The lowest concentrations (<1 mg kg−1 dw) were observed in the leaves of Cannabis sativa, Rosmarinus officinalis, and Phalaris arundinacea. These observations illustrate the differential ability of plants to accumulate and distribute Cd within their various tissues, which is crucial for selecting species for phytoremediation purposes. Eucalyptus spp. appears to possess the highest Cd concentrations, particularly in roots and shoots, indicating its strong accumulation capacity, while species like Aloe vera, Phalaris arundinacea, and Lavandula spp. show the lowest Cd concentrations overall, suggesting their limited Cd uptake capability.

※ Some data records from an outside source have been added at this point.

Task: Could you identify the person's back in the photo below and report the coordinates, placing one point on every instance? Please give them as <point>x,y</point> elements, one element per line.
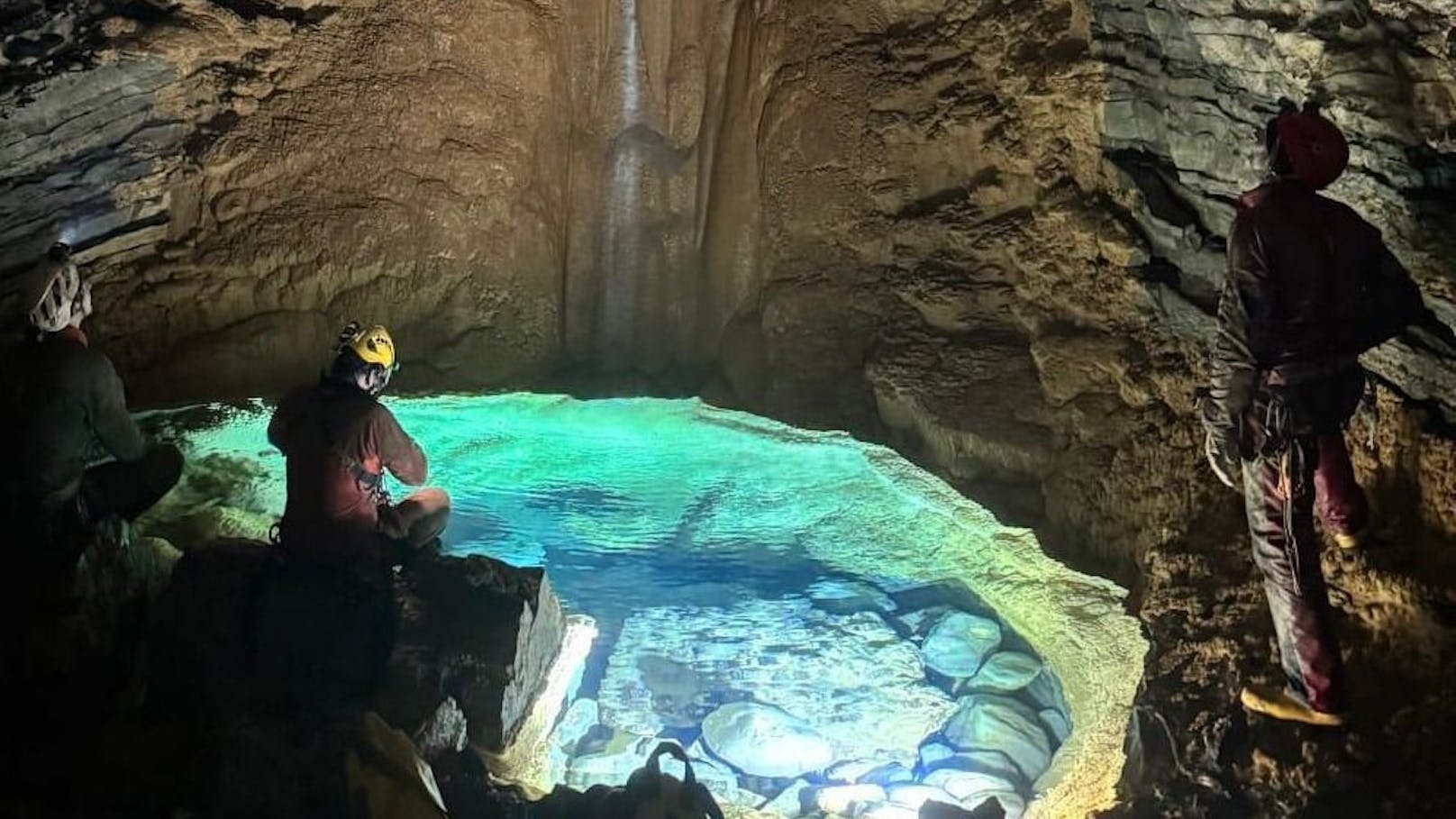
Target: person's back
<point>1311,286</point>
<point>70,410</point>
<point>1316,254</point>
<point>338,441</point>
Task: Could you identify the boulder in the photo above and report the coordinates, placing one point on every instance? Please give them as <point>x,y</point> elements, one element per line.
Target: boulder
<point>200,646</point>
<point>791,802</point>
<point>581,715</point>
<point>886,811</point>
<point>1046,691</point>
<point>992,722</point>
<point>610,761</point>
<point>1006,672</point>
<point>1056,723</point>
<point>845,799</point>
<point>919,621</point>
<point>849,771</point>
<point>860,684</point>
<point>479,632</point>
<point>971,788</point>
<point>915,795</point>
<point>444,733</point>
<point>992,762</point>
<point>887,774</point>
<point>959,643</point>
<point>987,809</point>
<point>765,741</point>
<point>842,595</point>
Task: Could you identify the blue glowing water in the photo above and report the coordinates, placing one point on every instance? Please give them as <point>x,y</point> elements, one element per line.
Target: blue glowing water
<point>730,560</point>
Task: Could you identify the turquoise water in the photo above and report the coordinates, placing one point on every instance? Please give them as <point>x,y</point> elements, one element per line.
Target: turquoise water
<point>785,589</point>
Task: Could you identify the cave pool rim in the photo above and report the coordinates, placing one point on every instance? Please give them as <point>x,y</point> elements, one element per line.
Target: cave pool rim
<point>1073,621</point>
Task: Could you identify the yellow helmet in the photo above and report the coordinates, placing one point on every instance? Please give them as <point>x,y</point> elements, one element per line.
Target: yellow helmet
<point>373,346</point>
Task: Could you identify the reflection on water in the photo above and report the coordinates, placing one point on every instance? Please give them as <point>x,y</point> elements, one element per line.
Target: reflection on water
<point>780,602</point>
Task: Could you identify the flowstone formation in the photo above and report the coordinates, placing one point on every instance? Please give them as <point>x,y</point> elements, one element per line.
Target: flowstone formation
<point>819,623</point>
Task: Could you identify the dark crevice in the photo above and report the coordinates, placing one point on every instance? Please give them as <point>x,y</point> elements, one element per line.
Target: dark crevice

3.5. Zn Accumulation in Plant Parts

The data in Figure 9 present the average Zn concentration (mg kg−1 dw) in the studied plants, revealing significant variability in Zn concentration across different species and tissues. Cynara cardunculus shows the highest total average Zn concentration at 3538.57 mg kg−1 (dw), followed by Lavandula spp. (1364.65 mg kg−1 dw) and Populus spp. (536.96 mg kg−1 dw). The lowest total average Zn concentrations (<30 mg kg−1 dw) were detected in Panicum virgatum, Chrysopogon zizanioides, and Aloe vera.
Similarly, in Cynara cardunculus, Populus spp., and Lavandula spp., the highest mean Zn root concentrations were observed at 4961.64, 1434.60, and 890.85 mg kg−1 (dw), respectively. Elevated Zn root concentrations were detected in most of the rest species studied, with the only exception being Eucalyptus spp.at 1.79 mg kg−1 dw.
The highest Zn shoot concentrations were observed once again in Cynara cardunculus and Lavandula spp. at 2115.49 and 1838.45 (mg kg−1 dw), respectively, while Mentha spp., Aloe vera, Panicum virgatum, and Chrysopogon zizanioides had the lowest concentrations (<40 mg kg−1 dw). There was a profound limitation with respect to the availability of data on Zn concentration in plant leaves. However, based on the existing data, the highest concentrations were observed in Lavandula spp., Rosmarinus officinalis, and Populus spp., at 1482.30, 301.00, and 299.67 mg kg−1 (dw), respectively, while the lowest concentration (<1 mg kg−1 dw) was observed in the leaves of Eucalyptus spp.
Therefore, Cynara cardunculus and Lavandula spp. appear to be significant Zn accumulators, whereas Aloe vera. Panicum virgatum, and Chrysopogon zizanioides were found to have minimal Zn concentrations in their tissues. A considerable variation was observed across the different species, with plant roots generally showing higher Zn concentrations compared to shoots and leaves, suggesting a higher capacity of the roots for Zn uptake and accumulation.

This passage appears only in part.